Home of Wasabi Air Racing

Elliot Seguin and Jenn Whaley's Formula One class air race team based out of Mojave, California. Pylon racing at the National Championship Air Races in Reno Nevada. Eight airplanes racing head to head around telephone poles in the desert. Mojave is the best place on the planet to build and modify a race plane, and Wasabi is lucky to have the best support in the business.

Thursday, November 13, 2014

Hoey's BD-4 Taildragger

Elliot and Bob in the BD-4
Bob Hoey is a retired Airforce flight test engineer.  He has worked on so many awesome projects.  Bob did extensive work on the X-15 (Hoey X-15 Article), was a consultant for Scaled on Spaceshipone, and has done extensive work studying and modeling the flight of birds (RC Bird Video).  In the mid seventies Bob built a BD-4 for family trips to Oregon.  Jenn has been vocal about a sweet spot for this airplane for a long time, so a month ago Bob asked us if we would be interested in buying the airplane.  As a true slacker I was not able to buy Jenn the airplane, but I did get to fly it with Bob in late September. What a privilege

With two crew and ¾ tanks the airplane climbed at 1000 FPM and cruised (WOT) at 140 KTAS…so Grumman Tiger performance, it is prop limited in cruise so an engineer might enjoy fiddling with this aspect of the airplane.  It is docile with nice forces in all three axes.  Strong dihedral effect means that even though it has no lateral or directional trim you can boot it around with the rudder in cruise. 
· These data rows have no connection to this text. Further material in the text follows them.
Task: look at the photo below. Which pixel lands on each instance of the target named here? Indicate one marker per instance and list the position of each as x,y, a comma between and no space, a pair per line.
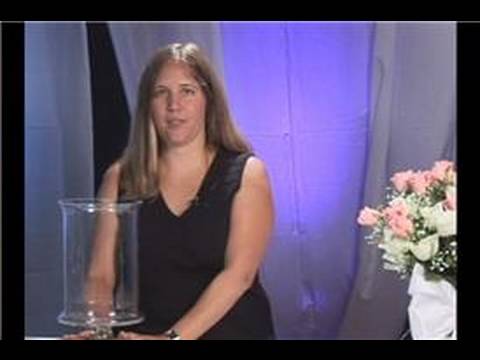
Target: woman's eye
159,92
188,91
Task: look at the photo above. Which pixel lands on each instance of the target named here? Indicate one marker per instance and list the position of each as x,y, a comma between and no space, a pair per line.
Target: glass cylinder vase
100,264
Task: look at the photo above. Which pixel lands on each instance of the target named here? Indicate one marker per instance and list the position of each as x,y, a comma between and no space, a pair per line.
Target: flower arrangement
418,222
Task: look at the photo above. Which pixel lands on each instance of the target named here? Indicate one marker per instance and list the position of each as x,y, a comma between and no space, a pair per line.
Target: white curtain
58,158
413,124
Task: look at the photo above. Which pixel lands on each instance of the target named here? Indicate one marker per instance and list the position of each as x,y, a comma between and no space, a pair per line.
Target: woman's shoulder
250,169
255,171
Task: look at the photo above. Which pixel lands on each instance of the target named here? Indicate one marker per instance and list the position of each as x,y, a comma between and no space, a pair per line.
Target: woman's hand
128,335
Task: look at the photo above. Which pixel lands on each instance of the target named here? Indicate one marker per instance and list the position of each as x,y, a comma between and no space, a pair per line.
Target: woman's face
178,105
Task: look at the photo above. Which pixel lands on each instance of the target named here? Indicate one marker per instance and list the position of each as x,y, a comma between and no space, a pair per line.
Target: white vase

This aircraft type was not initially designed as a taildragger and the tailwheel occupies the space that was an add-on ventral fin, as a result there is some hesitancy to spin the BD-4 tail draggers.  I stalled the airplane (60 MIAS clean 55 MIAS Full Flaps) and found the airplane lively directionally at these high alphas with a powerful rudder, therefore I would be confident getting uncoordinated and slow.

As a taildragger the airplane was honest but lively.  The short gear and good lateral visibility meant that the pilot could basically watch the wheel touch down (a rare privilege in taildraggers) and could see over the nose in three point.  The airplane has a steerable Scott Tailwheel, the springs for which were set up very well.  We used 100 MIAS for base to final turn with 85 MIAS over the numbers.  Raised the tail at 45MIAS, rotate at 70 MIAS.